Contumacy \Con"tu*ma*cy\, n.; pl. Contumacies. [L. contumacia, fr. contumax, -acis, insolent; prob. akin to contemnere to despise: cf. F. contumace. Cf. Contemn.]

  1. Stubborn perverseness; pertinacious resistance to authority.

    The bishop commanded him . . . to be thrust into the stocks for his manifest and manifold contumacy.
    --Strype.

  2. (Law) A willful contempt of, and disobedience to, any lawful summons, or to the rules and orders of court, as a refusal to appear in court when legally summoned.

    Syn: Stubbornness; perverseness; obstinacy.

Douglas Harper's Etymology Dictionary
contumacy

late 14c., from Latin contumacia "haughtiness, insolence," noun of quality from contumax (see contumely).

Wiktionary
contumacy

n. disobedience, resistance to authority

WordNet
contumacy
  1. n. willful refusal to appear before a court or comply with a court order; can result in a finding of contempt of court

  2. obstinate rebelliousness and insubordination; resistance to authority

Wikipedia
Contumacy

Contumacy is a stubborn refusal to obey authority or, particularly in law, the wilful contempt of the order or summons of a court (see contempt of court). The term is derived from the Latin word contumacia, meaning firmness or stubbornness.

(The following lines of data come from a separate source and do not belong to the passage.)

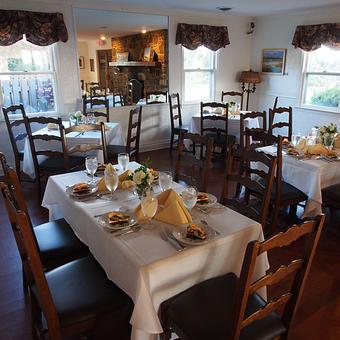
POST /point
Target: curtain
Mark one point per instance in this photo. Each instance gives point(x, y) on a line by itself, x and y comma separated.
point(193, 36)
point(311, 37)
point(40, 28)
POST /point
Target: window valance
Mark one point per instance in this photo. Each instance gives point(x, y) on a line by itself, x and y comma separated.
point(40, 28)
point(193, 36)
point(311, 37)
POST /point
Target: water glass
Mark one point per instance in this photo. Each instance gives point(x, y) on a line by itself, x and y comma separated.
point(123, 160)
point(189, 197)
point(165, 180)
point(111, 181)
point(91, 165)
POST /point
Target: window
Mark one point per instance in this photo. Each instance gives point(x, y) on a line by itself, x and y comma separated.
point(27, 76)
point(199, 74)
point(321, 77)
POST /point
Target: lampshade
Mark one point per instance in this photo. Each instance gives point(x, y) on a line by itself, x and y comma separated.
point(250, 77)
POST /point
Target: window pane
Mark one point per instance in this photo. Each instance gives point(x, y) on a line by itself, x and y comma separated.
point(35, 92)
point(25, 57)
point(323, 90)
point(201, 58)
point(324, 60)
point(197, 86)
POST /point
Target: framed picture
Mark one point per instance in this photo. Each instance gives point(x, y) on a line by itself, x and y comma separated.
point(81, 62)
point(92, 65)
point(273, 61)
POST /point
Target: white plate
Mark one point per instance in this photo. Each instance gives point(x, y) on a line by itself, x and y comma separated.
point(180, 233)
point(212, 201)
point(104, 222)
point(93, 190)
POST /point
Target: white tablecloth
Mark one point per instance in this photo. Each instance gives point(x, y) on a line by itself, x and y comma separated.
point(146, 267)
point(114, 136)
point(233, 125)
point(310, 176)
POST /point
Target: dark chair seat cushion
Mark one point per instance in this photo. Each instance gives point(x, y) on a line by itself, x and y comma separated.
point(204, 311)
point(81, 291)
point(58, 244)
point(57, 163)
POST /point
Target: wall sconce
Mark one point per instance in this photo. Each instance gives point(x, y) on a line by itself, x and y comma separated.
point(249, 77)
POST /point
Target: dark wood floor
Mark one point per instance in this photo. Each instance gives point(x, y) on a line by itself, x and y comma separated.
point(318, 316)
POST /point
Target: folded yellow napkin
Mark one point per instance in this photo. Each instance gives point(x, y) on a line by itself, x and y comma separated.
point(171, 209)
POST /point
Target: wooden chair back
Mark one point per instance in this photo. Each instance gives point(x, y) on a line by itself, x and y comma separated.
point(279, 124)
point(247, 177)
point(261, 116)
point(190, 169)
point(233, 94)
point(175, 110)
point(85, 148)
point(156, 93)
point(34, 265)
point(298, 270)
point(14, 125)
point(95, 102)
point(134, 132)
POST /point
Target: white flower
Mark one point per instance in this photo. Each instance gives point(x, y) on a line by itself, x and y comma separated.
point(138, 177)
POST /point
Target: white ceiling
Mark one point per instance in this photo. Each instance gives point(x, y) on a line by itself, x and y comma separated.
point(90, 23)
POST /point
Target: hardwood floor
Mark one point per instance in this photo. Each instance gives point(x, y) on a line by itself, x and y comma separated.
point(318, 315)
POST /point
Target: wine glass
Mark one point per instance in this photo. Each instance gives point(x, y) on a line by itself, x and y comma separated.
point(111, 181)
point(149, 205)
point(91, 165)
point(189, 197)
point(165, 180)
point(123, 160)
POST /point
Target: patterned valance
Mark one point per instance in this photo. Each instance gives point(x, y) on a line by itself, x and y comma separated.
point(40, 28)
point(311, 37)
point(193, 36)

In English ecclesiastical law, it was contempt of the authority of an ecclesiastical court and was dealt with by the issue of a writ from the Court of Chancery at the instance of the judge of the ecclesiastical court. This writ took the place of the de excommunicato capiendo in 1813, by an act of George III; see excommunication.

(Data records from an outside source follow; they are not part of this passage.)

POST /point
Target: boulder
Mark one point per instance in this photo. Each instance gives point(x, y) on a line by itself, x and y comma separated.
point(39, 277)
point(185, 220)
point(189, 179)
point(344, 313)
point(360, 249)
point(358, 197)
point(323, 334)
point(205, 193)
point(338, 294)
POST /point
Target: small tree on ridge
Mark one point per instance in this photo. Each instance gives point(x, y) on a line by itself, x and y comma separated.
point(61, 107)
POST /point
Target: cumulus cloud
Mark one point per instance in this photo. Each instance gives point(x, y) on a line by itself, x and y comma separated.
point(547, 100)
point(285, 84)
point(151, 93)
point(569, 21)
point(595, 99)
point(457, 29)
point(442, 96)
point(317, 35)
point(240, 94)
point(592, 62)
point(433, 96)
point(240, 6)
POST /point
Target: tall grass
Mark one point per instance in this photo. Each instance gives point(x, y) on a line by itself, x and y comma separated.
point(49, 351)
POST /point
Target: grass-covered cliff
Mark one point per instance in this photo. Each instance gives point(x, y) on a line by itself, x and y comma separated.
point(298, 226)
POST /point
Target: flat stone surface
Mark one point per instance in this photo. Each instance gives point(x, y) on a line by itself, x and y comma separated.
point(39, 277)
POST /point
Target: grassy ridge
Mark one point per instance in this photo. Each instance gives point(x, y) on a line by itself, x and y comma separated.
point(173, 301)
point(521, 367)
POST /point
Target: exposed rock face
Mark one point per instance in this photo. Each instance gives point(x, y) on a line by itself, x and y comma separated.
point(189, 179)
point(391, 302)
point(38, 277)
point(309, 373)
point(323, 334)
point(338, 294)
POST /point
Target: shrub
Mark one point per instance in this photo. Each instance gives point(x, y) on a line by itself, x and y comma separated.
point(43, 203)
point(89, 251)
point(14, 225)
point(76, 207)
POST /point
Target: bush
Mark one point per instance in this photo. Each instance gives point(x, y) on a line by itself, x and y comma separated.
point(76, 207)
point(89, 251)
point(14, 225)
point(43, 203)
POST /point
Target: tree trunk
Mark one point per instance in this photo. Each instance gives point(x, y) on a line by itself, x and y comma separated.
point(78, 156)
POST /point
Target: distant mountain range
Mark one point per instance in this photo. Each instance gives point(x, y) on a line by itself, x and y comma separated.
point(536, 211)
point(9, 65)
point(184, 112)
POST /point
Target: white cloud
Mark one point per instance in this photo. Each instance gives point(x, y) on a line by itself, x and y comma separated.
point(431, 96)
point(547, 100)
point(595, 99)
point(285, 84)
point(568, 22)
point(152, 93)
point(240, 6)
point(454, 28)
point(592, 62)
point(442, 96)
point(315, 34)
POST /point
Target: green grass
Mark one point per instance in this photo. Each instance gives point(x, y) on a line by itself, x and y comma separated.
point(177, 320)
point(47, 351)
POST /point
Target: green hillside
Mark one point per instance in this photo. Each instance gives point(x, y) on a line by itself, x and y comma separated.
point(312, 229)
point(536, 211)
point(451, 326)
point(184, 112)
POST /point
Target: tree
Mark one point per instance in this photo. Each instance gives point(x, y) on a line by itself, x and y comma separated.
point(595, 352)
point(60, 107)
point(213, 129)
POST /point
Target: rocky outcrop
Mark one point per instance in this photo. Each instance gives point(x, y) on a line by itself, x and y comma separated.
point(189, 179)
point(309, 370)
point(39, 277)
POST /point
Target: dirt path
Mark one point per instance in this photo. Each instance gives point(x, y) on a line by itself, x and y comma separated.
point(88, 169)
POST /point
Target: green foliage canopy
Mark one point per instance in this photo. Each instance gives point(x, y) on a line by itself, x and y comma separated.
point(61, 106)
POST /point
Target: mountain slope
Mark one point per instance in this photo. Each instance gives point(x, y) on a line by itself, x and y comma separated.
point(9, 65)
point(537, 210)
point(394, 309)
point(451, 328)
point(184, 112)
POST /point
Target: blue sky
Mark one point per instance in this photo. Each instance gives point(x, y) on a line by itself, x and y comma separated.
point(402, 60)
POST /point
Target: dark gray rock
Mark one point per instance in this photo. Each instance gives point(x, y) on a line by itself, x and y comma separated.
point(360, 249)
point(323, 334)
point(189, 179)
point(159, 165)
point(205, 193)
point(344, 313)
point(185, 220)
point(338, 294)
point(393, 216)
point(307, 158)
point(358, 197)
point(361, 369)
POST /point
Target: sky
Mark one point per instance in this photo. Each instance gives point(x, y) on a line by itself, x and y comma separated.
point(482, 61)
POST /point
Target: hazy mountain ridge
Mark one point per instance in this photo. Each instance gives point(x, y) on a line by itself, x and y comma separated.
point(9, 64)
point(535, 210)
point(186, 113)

In the U.S., while not expressly mentioned in the U.S. Constitution, the courts have long asserted an inherent power of judges to punish such refusal, which in this context is known as contempt of court. The U.S. Supreme Court recognized federal courts' inherent power to imprison a person for contumacy in United States v. Hudson & Goodwin without a reference to a definition of contumacy in common or statutory law.

In traditional Chinese law, contumacy (曰惡逆) is one of the Ten Abominations.

Usage examples of "contumacy".

In fact, not a single American reviewer noticed it, and most of them slated the book violently as a mass of heresies and contumacies, a deliberate attack upon all the known and revered truths about the woman question, a headlong assault upon the national decencies.

Frederick being dead, the pope had now only to suppress the contumacy of the Romans.

The pope laid the whole blame upon the city, and being enraged excommunicated her, in which state of contumacy she remained as long as the pontiff lived.

Citta di Castello being in the same state of contumacy, he besieged that place.

Privately he felt the turn-out to be satisfactory, but to ignore the nine cases of contumacy would instantly make a mockery of his authority.

The generous contumacy of Socrates, as Cicero calls it, has been highly celebrated in all ages.